And yes, not everyone has the opportunity to invest (although many could but education is still needed on this aspect) but almost everyone can make one or a few first trades to see what it’s all about and what the process is. Investments can be as low as 10-20 euros, with minimal costs – accounts on trading platforms are free and exchange commissions in the area of 1%. The gain? Apart from the financial potential, there is a potential that is unfortunately very little discussed and which is related to the knowledge gained and the access to a new world – the world of investments and Web3 – the new internet where I read, contribute and own. In Web3, access keys are one or more wallets and cryptocurrencies. Cryptocurrencies are the key to the future.

In our experience, the difference between someone who has never made a cryptocurrency transaction and someone who has made at least one is considerable. The person who made a transaction, no matter how small, has learned the process, can follow a crypto discussion in the know, and most importantly, is much more prepared for when an opportunity arises. Also, many who invest in crypto, educate themselves as they use crypto platforms, learn the process, learn about investing, and start investing in other types of investment assets as well. We can say that access to crypto helps access to investments in general.

But crypto is not just about speculative investments. With the significant increase in adoption and projects in recent years, the number of jobs available in this field has also increased. Due to its technological nature, these jobs are generally related to the fields of IT, software development and cyber security, but there are also opportunities in marketing, management, legal, accounting and other related fields. Specialists in the crypto area are not only in high demand, but also very well paid. Also, in the state institutions – the National Bank, the National Office for the Prevention and Combating of Money Laundering, the Police and others, departments related to crypto appear where people who have a minimum of information related to this field are promoted.

And because we’ve entered the realm of regulation, a big fear of critics is that cryptocurrencies can be used in drug trafficking, terrorist financing and other crimes. Here, the simplest argument we can offer is that these activities unfortunately existed until 2008 when Bitcoin appeared, so we cannot see a direct causal link. It is well known that the most anonymous means of financing illicit activities is fiat currency in cash form.
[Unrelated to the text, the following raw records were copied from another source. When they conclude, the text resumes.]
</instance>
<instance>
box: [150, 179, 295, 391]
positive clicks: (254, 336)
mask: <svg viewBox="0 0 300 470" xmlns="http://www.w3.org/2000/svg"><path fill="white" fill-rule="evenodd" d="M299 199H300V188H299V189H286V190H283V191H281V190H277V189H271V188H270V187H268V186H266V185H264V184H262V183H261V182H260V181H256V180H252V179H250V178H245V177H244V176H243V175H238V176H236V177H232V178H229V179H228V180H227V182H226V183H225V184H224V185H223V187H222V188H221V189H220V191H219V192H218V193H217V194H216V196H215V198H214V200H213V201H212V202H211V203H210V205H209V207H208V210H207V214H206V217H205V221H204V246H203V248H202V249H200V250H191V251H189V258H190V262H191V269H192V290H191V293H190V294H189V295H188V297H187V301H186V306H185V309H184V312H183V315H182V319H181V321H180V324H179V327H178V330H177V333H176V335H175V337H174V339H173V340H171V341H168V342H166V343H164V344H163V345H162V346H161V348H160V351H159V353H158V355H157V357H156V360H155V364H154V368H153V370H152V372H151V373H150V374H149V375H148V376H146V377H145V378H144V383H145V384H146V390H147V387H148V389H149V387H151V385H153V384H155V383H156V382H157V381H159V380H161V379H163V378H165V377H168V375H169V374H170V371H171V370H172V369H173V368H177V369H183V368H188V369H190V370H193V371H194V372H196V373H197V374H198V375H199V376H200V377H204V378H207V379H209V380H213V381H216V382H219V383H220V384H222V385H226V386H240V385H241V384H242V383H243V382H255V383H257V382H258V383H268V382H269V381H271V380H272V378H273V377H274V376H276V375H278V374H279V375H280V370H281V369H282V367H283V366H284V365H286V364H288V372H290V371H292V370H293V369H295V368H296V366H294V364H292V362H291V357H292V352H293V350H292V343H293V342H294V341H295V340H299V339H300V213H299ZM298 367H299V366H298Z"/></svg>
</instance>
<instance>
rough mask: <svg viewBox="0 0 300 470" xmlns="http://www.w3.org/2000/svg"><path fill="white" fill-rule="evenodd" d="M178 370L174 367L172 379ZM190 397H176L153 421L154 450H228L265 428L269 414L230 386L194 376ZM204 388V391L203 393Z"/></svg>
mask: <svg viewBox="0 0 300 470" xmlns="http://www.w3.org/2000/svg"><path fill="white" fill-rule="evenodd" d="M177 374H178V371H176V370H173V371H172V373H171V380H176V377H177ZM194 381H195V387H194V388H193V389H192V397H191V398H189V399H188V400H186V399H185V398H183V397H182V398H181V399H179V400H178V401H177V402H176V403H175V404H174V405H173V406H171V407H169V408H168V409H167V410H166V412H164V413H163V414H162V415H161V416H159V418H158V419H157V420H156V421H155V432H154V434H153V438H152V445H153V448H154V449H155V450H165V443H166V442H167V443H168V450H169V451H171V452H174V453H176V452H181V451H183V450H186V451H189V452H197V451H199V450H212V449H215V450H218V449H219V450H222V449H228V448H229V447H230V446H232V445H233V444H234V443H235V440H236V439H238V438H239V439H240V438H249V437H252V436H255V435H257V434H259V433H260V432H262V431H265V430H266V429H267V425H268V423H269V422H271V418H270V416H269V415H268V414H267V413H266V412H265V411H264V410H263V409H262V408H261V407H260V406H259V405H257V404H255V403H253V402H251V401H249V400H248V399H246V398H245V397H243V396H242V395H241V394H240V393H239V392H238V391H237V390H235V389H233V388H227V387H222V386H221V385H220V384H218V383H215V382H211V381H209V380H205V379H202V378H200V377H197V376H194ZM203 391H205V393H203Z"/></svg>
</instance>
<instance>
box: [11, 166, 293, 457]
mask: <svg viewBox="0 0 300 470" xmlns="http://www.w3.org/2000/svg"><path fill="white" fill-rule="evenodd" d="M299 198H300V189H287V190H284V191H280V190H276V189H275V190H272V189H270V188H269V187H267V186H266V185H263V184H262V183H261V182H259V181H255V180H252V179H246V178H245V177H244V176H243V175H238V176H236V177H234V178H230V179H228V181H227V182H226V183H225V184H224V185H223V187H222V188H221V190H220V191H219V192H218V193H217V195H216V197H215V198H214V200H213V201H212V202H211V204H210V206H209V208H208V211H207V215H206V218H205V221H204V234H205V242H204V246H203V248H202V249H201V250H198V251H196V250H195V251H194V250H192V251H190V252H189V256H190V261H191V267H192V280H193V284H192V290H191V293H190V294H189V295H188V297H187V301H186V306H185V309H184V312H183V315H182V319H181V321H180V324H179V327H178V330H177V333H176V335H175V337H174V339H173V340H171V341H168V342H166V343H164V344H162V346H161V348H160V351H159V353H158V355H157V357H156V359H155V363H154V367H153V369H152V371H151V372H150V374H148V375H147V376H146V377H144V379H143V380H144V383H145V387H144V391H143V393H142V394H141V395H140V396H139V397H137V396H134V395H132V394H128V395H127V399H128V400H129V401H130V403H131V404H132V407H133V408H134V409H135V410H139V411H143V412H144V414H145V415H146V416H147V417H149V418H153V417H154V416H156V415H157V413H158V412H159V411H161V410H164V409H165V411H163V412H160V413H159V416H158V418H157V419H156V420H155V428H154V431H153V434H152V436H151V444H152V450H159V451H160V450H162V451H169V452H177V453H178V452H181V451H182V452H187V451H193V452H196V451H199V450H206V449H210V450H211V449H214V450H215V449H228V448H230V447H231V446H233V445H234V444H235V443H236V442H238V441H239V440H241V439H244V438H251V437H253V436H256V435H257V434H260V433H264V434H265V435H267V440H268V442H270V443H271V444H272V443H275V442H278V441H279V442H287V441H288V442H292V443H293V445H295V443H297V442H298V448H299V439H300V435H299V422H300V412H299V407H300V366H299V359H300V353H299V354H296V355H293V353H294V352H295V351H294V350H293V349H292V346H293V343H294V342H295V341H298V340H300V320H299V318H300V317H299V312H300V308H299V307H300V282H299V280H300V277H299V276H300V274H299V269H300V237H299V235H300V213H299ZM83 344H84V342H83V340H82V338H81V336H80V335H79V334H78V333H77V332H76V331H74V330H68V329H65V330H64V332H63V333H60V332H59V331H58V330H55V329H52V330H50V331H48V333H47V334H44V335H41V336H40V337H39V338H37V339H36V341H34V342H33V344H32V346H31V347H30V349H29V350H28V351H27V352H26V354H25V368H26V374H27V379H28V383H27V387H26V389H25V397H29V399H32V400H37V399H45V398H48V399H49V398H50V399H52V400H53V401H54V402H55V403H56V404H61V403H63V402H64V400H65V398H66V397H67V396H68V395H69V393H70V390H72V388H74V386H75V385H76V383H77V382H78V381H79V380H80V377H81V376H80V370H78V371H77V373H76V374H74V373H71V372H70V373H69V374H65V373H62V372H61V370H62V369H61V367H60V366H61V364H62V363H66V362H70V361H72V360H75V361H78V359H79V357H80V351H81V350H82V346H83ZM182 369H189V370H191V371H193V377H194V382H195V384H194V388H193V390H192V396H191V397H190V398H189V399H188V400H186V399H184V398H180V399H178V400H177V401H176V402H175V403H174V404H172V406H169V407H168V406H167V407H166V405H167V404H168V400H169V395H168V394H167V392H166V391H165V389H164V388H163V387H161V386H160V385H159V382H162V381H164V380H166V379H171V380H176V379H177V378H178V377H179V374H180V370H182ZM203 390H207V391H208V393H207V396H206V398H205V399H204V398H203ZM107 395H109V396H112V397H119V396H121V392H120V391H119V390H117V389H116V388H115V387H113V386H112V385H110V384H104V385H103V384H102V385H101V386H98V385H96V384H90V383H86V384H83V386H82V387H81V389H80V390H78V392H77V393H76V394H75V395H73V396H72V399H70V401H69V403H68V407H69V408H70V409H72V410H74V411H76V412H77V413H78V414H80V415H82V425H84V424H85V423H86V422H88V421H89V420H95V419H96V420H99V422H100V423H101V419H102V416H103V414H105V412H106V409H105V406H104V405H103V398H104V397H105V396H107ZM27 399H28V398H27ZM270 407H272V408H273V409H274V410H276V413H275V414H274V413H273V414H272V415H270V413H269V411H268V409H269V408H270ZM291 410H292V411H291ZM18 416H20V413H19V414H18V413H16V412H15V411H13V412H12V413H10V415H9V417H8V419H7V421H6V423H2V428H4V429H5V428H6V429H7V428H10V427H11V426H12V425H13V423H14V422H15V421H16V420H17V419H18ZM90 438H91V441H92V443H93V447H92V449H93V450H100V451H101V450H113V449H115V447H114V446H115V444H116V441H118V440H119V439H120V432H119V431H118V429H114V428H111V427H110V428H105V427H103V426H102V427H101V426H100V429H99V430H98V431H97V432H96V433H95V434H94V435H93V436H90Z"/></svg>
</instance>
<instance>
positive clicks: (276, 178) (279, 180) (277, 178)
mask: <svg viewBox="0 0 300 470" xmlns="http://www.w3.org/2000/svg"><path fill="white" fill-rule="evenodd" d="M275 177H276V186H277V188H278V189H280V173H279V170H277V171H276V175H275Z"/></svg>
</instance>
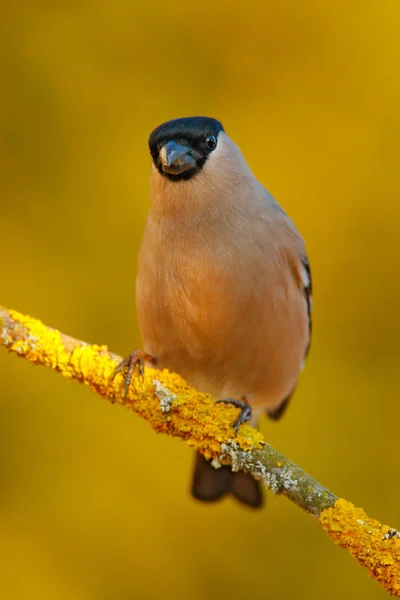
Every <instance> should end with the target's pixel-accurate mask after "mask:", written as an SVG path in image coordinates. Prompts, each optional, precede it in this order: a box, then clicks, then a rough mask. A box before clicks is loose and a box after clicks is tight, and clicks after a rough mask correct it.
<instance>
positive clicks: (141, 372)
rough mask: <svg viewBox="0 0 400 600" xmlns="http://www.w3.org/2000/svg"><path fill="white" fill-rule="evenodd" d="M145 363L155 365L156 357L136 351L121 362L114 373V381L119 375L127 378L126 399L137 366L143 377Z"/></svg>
mask: <svg viewBox="0 0 400 600" xmlns="http://www.w3.org/2000/svg"><path fill="white" fill-rule="evenodd" d="M145 362H149V363H154V362H155V359H154V356H151V355H150V354H147V353H146V352H143V350H135V351H134V352H132V353H131V354H129V356H127V357H126V358H124V359H123V360H121V362H120V363H119V365H118V366H117V368H116V369H115V371H114V373H113V374H112V377H111V379H114V377H115V376H116V375H117V374H118V373H122V375H123V376H124V378H125V393H124V398H126V397H127V395H128V392H129V386H130V384H131V381H132V376H133V372H134V370H135V368H136V365H138V366H139V372H140V374H141V376H142V377H143V375H144V363H145Z"/></svg>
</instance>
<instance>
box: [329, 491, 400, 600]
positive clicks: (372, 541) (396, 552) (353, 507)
mask: <svg viewBox="0 0 400 600" xmlns="http://www.w3.org/2000/svg"><path fill="white" fill-rule="evenodd" d="M319 521H320V523H321V525H322V527H323V528H324V529H325V531H326V532H327V533H328V535H329V537H331V538H332V539H333V541H334V542H335V543H336V544H338V545H339V546H341V548H345V549H346V550H348V551H349V552H350V554H351V555H352V556H354V558H356V559H357V560H358V562H359V563H360V565H361V566H363V567H365V568H366V569H367V570H368V572H369V574H370V575H371V577H373V578H374V579H376V580H377V581H378V582H379V583H380V584H381V586H382V587H384V588H385V590H387V591H388V592H389V593H390V594H392V595H393V596H397V597H400V539H399V538H400V534H399V533H398V532H397V531H396V530H395V529H390V527H388V526H387V525H381V523H379V521H376V520H375V519H370V518H369V517H368V516H367V515H366V513H365V512H364V510H363V509H362V508H356V507H355V506H354V505H353V504H352V503H351V502H348V501H347V500H343V499H342V498H340V499H339V500H337V501H336V502H335V504H334V506H332V507H330V508H326V509H325V510H323V511H322V513H321V514H320V516H319Z"/></svg>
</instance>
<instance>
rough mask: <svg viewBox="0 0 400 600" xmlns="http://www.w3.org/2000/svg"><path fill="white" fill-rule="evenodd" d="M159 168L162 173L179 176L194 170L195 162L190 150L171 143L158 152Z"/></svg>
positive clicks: (188, 147)
mask: <svg viewBox="0 0 400 600" xmlns="http://www.w3.org/2000/svg"><path fill="white" fill-rule="evenodd" d="M160 161H161V168H162V170H163V171H164V173H171V174H172V175H179V174H180V173H183V172H184V171H189V170H190V169H194V168H196V161H195V159H194V158H193V156H192V155H191V154H190V148H189V147H188V146H183V144H178V143H177V142H174V141H171V142H168V143H167V144H165V145H164V146H163V147H162V148H161V150H160Z"/></svg>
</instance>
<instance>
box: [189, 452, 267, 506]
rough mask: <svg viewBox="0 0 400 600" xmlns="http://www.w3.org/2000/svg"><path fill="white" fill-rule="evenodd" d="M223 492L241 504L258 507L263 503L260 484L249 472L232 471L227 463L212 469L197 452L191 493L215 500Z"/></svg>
mask: <svg viewBox="0 0 400 600" xmlns="http://www.w3.org/2000/svg"><path fill="white" fill-rule="evenodd" d="M225 494H232V495H233V496H235V498H237V499H238V500H239V501H240V502H243V504H247V505H248V506H252V507H253V508H260V507H261V506H262V505H263V500H264V498H263V493H262V488H261V484H260V482H259V481H256V480H255V479H254V477H252V476H251V475H250V474H249V473H245V472H244V471H239V472H238V473H234V472H233V471H232V470H231V467H230V466H229V465H224V466H222V467H221V468H220V469H214V467H213V466H212V465H211V464H210V462H209V461H208V460H206V459H205V458H204V456H203V455H202V454H200V453H199V452H198V453H197V454H196V461H195V465H194V474H193V483H192V495H193V496H194V497H195V498H197V499H198V500H203V501H204V502H215V501H216V500H219V499H220V498H222V497H223V496H225Z"/></svg>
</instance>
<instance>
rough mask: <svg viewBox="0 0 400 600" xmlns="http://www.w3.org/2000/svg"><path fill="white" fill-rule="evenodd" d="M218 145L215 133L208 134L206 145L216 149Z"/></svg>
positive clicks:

Exchanges are also subject to applicable anti-money laundering laws so KYC (Know Your Customer) technologies are implemented and source and proof of funds are requested like bank transactions.

In conclusion, after this plea, I have the following request: if any great Romanian or foreign financial analyst still screams loudly against crypto, comment with a link from this article.

Some of them I admire and respect until they start discussing crypto where the logic unfortunately starts to disappear. And yes, I can accept that I’m ignorant but I have a hard time believing that Elon Musk or Michael Saylor don’t know what they’re doing.

As a market capitalization, today cryptocurrencies have a total of about 1.1 trillion dollars. By comparison, McDonalds has 206 billion and gold has 12 trillion, so we can conclude that the cryptocurrency market is large enough to be considered but small enough to have very high growth potential. As we say here, “we’re still early”!

“The question I leave you with today is: what do you want to be? Actor or spectator? Gambler or investor? I have good news – the choice is 100% yours, so choose SMART!”